1 2 3 4 5 6 7 8 9 10
while (true) { // read largeSegments list var largeseg = readN(pgalloc + 0x24, 4); // check if the list was empty if (largeseg == pgalloc + 0x24) continue; // get the address of the actual data var page = readN(largeseg + 8 + 8, 4); if (page == 0) continue; break; }
Modify and run
Now that we have the location of the temporary native code buffer, we can modify its contents in order to inject our shellcode. While this should be as simple as overwriting the contents of the buffer with our shellcode, it gets complicated because we have to avoid overwriting anything that will be changed in the relocations step. Since the function we used to trigger the JIT calls toString() often, we do not have much space for shellcode while avoiding relocations.
While the best option would be to change the function we are JIT’ing, we instead opted to use a first-stage shellcode that simply calls VirtualProtect and jumps to our second-stage shellcode. This first-stage shellcode is very small (only 20 bytes).

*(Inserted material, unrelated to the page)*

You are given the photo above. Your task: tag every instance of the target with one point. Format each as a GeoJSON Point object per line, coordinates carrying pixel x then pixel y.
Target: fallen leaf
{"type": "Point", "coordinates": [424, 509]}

We fit it into the buffer by emitting a short jump at the beginning of the buffer to the first-stage which is located at some small offset into the buffer.
Our second-stage shellcode can now be any length, so in our exploit we use a metasploit-generated shellcode that executes notepad.exe. In practice, this second-stage would be responsible for bypassing protected mode (sandbox).
The last step of the process, after we have modified the temporary buffer, is to wait until the JIT’ing process is done and execute the modified JIT code. This can be accomplished by calling the target function until your shellcode executes.
1 2 3 4 5
for (var i = 0; i < 1000; i++) { // call overwritten jit block f.call(); }
Exploit
In order to demonstrate the technique, we adapted the previous code to target Internet Explorer 11 on Windows 10. The code to achieve a read-write memory primitive hasn’t changed, but instead of overwriting a function pointer which will trigger the CFG, we use JIT code overwrite to execute our shellcode.
You can find the final proof-of-concept exploit at https://github.com/theori-io/jscript9-typedarray-cfg.
Impact
Since the impact of this CFG bypass is limited to situations where the adversary already has a read-write memory primitive, its usefulness may be limited in practice. With that caveat, this bypass has the advantage of being built into the architecture of the Chakra JIT, which means that it may be difficult to patch out and should not be affected by future mitigations such as Intel’s CET.
Patch
Microsoft has committed the changes in ChakraCore in trying to mitigate the CFG bypass we found (along with other CVE patches). The basic idea is to compute the checksum as the encoder encodes the instructions, and validate the checksum after copying the entire buffer to the final RX (read/execute-only) buffer. And, only when it’s validated the entry point of JIT’ed code as a valid CFG target. The choice of the checksum algorithm here was CRC32.
We appreciate Microsoft’s willingness to offer bug bounties for mitigation bypasses and quick response time. We hope that this post will inspire others to continue to research new ways to bypass current mitigations and develop new mitigations.